Se afirma en la parte introductoria de este texto -en el que figura también como autora de un artículo la ya mencionada Dra. Svampa- que el mismo nace como resultado de profundas concepciones epistemológicas, básicamente la noción de que las ciencias no son neutrales sino que reflejan, inclusive en su propio núcleo cognitivo, las tensiones sociales y las relaciones de poder.
Dos autores vienen a fortalecer este punto de vista: por una parte el destacado filósofo francés Michel Foucault, por otra el sociólogo y jurista portugués Boaventura de Sousa Santos. Detengámonos en este último autor. Si bien sus principales ideas se han visto reflejadas en una prolífica producción de artículos y libros (en particular las referidas a explicitar sus nociones de Sociología de las Ausencias y Ecología de los Saberes) su trabajo “Um discurso sobre as Ciencias na transição para uma ciência pós-moderna” ha tenido amplia repercusión. Expone aquí la habitual crítica posmoderna al proyecto histórico de la Ilustración y a la noción de racionalidad, con sus consecuentes dardos dirigidos hacia la ciencia y el progreso. Dice allí Sousa Santos que “la ciencia moderna no es la única explicación posible de la realidad y que no hay ningún elemento que indique que la razón científica pueda considerarse mejor que las explicaciones alternativas de la metafísica, la astrología, la religión, el arte y la poesía”.
En esta concepción el papel preponderante que la ciencia y la tecnología tienen en la sociedad contemporánea no se debería a su más adecuada pertinencia, sino básicamente a relaciones de poder. Así, la ciencia newtoniana no sería otra cosa más que un epifenómeno de las relaciones de producción capitalistas.
Por tanto, la ciencia no es el auxilio que los pueblos requieren para la solución racional de sus problemas, ya que la propia ciencia forma parte de la superestructura capitalista y por tanto legitima a este sistema. La ciencia es, entonces, un relato más, tan válido como otros. De ahí que no se requiera de una particular competencia para describirla, alcanza con análisis de discurso y crítica literaria.
Esto es llevado a cabo escrupulosamente en el libro de batalla de la cruzada argentina contra la minería: Svampa M. y Antonelli, M. (editores), “Minería Transnacional, narrativas del desarrollo y resistencias sociales”, Buenos Aires, 2009. La razón: un porcentaje mayor de los autores son traductores literarios o posgraduados en letras.
El clima anticientífico que se estimula no es patrimonio del posmodernismo.

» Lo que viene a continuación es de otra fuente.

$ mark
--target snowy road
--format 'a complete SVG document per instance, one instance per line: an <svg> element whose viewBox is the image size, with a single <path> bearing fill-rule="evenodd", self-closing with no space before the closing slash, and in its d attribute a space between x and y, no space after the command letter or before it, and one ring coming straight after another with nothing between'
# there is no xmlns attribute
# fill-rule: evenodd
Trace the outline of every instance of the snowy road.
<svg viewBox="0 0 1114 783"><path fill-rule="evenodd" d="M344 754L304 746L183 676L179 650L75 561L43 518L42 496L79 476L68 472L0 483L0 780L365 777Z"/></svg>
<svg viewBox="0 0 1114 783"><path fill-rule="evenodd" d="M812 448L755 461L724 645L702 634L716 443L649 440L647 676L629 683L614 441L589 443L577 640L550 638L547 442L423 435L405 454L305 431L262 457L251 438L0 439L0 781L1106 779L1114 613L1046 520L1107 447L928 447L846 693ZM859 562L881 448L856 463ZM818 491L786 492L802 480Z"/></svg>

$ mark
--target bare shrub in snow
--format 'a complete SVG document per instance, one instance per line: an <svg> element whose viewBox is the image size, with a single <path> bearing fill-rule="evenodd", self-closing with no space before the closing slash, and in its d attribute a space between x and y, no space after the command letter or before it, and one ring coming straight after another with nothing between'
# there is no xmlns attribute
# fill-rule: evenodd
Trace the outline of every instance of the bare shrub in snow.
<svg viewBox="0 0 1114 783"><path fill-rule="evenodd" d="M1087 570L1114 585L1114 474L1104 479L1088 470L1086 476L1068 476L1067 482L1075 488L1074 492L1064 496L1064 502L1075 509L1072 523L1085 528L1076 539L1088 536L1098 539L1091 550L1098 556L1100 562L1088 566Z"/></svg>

Si bien la mayoría de sus seguidores se incluye a sí misma dentro de las tradiciones democráticas de izquierda, su horizonte difiere de los de la izquierda tradicional, en particular del marxismo al que ven como un hijo dilecto de la modernidad y por tanto sujeto a sistemáticas y furibundas críticas.
No obstante, aquel pluralismo bienhechor que se invoca, en particular cuando se postula la existencia de tantas ciencias como culturas hay, nos remonta a un personaje que nada tenía de izquierdista. Oswald Spengler, historiador irracionalista alemán, derechista y monárquico, en su libro “La decadencia de Occidente” (1922) relata que “Cada cultura se ha creado un grupo de imágenes para caracterizar los procesos; esas imágenes son para ella las únicas verdaderas… Por eso no existe una física absoluta, sino físicas particulares que aparecen y desaparecen en las culturas particulares”. A veces, es bueno recordarlo, los extremos se juntan.
Conclusión transitoria
Al problema minero se le puede encontrar un arreglo satisfactorio para los intereses de la población, apelando a la participación popular y a la adopción de un sólido enfoque científico y tecnológico. Además, es preciso contar con un Estado activo y efectivo, modificando para ello el Código Minero, de manera que permita abrir horizontes más acordes al interés nacional, apostando por un desarrollo que incorpore valor agregado a la cadena productiva y que sea, asimismo, cuidadoso del entorno medioambiental.